La verdad está aquí adentro

Alberto Chimal

1. Hace algunas semanas, pocos días antes de las marchas del 8 de marzo en México por el Día de la Mujer, un periodista, Marco Olvera, acusó a la activista y periodista Frida Guerrera –así como a otras figuras que apoyaban la protesta– de recibir financiamiento de George Soros, empresario multimillonario de origen húngaro. Olvera pidió que se les investigara: según él, Soros les estaría dirigiendo “desde lo oscurito”, tratando de interferir en México con quién sabe qué malignas intenciones.

La acusación parece una locura (es una locura), pero tiene un origen explicable. Soros es judío y desde hace años es blanco de críticas, insultos y “teorías” conspiratorias de varios grupos de derecha, particularmente en los Estados Unidos y Europa. Éstos evitan mencionar explícitamente su antisemitismo resumiéndolo en el apellido del millonario; lo convierten así en una palabra clave muy particular. En el mundo de la política de habla inglesa se le conoce como dog whistle (silbato para perros): algunas personas la oyen y la entienden, es decir, detectan el prejuicio de manera inequívoca y se identifican con él, y otras no.

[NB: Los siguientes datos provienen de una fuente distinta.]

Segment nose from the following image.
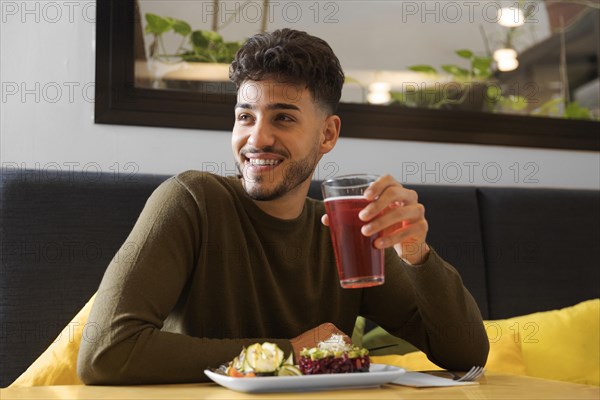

Así, la palabra “Soros”, por costumbre y repetición, evoca para los antisemitas siglos de prejuicios y una actitud paranoica que se remonta, al menos, a los Protocolos de los sabios de Sión, el libro de 1902 que pretendía “justificar” la persecución de los judíos en la Rusia zarista. Quienes usan la palabra clave pueden dejar clara su postura para su propia tribu y, pese a ello, enredar y oscurecer su discurso: pueden decir que no están diciendo lo que están diciendo, que no implicaban eso, y protegerse hasta cierto punto de quienes los acusen. Como mínimo, darán a sus partidarios y a ellos mismos la satisfacción de haber burlado a los enemigos. Ya sabemos que algo de lo peor que nos han enseñado las redes sociales es que está bien buscar la sensación de una victoria violenta: la de que se ha “vencido”, “aplastado”, “masacrado” a alguien, aunque no sea más que con un truco retórico.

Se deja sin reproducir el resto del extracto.